Abstract

It is well known that for affine term structure models, many existing estimates of the parameters characterizing the price of risk and the time series properties of the factors are biased. We argue that this bias can be remedied by using contracts that are non-linear in the state variables in estimation, and we illustrate this by estimating on the cross section of swap yields. While it is recognized that estimation using the raw swap rates is preferable, this is not done in the literature because it is thought to be computationally demanding. Existing studies either convert these swap yields to zero-coupon yields, which linearizes the relationship between the state variables and the observed yields, or they linearize the relationship between the data and the state variables in some other way. We propose the use of the unscented Kalman filter for the estimation of these models on the raw swap data. Our estimates of the price of risk and factor mean reversion differ from estimates obtained using a benchmark method, and an extensive Monte Carlo experiment demonstrates that the unscented Kalman filter leads to important reductions in bias.

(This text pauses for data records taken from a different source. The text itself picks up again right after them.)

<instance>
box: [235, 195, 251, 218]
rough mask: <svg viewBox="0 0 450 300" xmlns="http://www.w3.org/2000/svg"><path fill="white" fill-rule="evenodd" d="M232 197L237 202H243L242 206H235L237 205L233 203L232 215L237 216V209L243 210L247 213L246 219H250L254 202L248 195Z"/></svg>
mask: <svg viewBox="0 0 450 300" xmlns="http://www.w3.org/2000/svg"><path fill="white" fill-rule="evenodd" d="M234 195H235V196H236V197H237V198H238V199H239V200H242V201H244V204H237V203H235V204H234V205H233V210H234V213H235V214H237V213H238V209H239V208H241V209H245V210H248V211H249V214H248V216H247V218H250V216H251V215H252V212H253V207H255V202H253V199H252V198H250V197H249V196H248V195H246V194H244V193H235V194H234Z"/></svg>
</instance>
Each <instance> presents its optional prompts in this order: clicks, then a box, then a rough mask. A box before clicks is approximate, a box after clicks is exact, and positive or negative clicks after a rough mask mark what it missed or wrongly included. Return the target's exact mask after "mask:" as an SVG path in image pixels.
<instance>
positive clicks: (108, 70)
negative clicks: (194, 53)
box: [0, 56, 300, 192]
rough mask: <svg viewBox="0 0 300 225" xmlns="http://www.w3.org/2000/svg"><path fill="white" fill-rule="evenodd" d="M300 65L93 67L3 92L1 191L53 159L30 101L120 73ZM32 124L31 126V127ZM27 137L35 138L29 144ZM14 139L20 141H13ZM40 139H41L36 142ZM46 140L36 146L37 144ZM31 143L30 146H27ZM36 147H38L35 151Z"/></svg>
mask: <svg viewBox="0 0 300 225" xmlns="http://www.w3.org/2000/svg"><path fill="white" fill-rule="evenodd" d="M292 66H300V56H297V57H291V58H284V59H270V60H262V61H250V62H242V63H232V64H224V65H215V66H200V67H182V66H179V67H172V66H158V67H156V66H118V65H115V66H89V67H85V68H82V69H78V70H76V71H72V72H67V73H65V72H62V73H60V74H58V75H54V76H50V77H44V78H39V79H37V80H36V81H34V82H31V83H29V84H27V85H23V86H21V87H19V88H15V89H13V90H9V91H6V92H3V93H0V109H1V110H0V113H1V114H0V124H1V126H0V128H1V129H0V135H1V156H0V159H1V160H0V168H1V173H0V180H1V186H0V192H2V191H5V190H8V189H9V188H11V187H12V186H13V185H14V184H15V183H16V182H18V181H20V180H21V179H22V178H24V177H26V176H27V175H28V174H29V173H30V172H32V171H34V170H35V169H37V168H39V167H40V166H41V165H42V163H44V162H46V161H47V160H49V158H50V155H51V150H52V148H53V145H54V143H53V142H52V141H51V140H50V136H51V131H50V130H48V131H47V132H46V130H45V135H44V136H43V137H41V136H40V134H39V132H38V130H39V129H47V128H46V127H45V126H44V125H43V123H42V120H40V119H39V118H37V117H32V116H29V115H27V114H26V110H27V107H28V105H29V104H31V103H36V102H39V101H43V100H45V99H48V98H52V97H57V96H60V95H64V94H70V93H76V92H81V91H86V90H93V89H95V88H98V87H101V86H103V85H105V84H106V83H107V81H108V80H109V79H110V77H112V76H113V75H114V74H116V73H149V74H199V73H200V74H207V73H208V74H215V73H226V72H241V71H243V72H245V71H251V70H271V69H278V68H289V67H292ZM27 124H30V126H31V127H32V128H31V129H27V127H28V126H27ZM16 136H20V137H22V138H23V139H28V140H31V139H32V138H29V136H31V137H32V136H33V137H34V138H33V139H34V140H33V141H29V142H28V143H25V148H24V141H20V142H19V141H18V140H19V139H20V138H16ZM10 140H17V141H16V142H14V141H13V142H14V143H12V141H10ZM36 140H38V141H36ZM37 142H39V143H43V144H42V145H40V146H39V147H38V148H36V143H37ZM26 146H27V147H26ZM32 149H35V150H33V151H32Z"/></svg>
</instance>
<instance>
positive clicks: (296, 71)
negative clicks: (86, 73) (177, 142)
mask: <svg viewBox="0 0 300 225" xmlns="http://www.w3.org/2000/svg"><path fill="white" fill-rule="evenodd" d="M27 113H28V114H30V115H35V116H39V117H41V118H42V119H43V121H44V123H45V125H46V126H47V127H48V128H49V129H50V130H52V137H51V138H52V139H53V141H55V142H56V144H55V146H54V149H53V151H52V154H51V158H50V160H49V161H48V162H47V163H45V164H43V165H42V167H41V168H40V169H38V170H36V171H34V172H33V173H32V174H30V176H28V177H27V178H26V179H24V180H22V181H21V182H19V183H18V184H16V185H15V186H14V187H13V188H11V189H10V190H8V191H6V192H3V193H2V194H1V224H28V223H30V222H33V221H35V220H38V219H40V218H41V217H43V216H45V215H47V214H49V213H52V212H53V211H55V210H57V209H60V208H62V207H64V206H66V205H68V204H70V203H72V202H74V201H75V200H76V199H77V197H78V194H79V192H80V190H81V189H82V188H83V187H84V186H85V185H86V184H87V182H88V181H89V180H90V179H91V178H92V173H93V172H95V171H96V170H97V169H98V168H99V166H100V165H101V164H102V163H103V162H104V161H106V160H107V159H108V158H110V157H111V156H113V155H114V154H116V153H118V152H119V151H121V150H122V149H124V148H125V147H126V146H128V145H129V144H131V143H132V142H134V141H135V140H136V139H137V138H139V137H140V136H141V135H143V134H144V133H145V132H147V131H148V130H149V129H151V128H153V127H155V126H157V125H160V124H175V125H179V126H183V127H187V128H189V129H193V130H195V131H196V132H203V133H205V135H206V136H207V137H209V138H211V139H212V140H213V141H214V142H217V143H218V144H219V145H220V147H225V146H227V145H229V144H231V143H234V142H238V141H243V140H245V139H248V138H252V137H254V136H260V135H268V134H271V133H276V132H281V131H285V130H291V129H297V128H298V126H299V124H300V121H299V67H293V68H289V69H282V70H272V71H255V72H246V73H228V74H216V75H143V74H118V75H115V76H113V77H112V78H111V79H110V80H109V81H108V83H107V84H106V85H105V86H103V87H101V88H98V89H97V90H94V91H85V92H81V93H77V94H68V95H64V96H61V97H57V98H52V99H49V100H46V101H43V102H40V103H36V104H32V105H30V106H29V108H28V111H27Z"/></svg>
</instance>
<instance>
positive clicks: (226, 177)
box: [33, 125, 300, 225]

As a result, our approach yields substantial improvements in out-of-sample forecasts. Our findings suggest that the unscented Kalman filter may prove to be a good approach for a number of problems in fixed income pricing in which the relationship between the state vector and the observations is nonlinear, such as the estimation of term structure models using interest rate derivatives or coupon bonds, and the estimation of quadratic term structure models.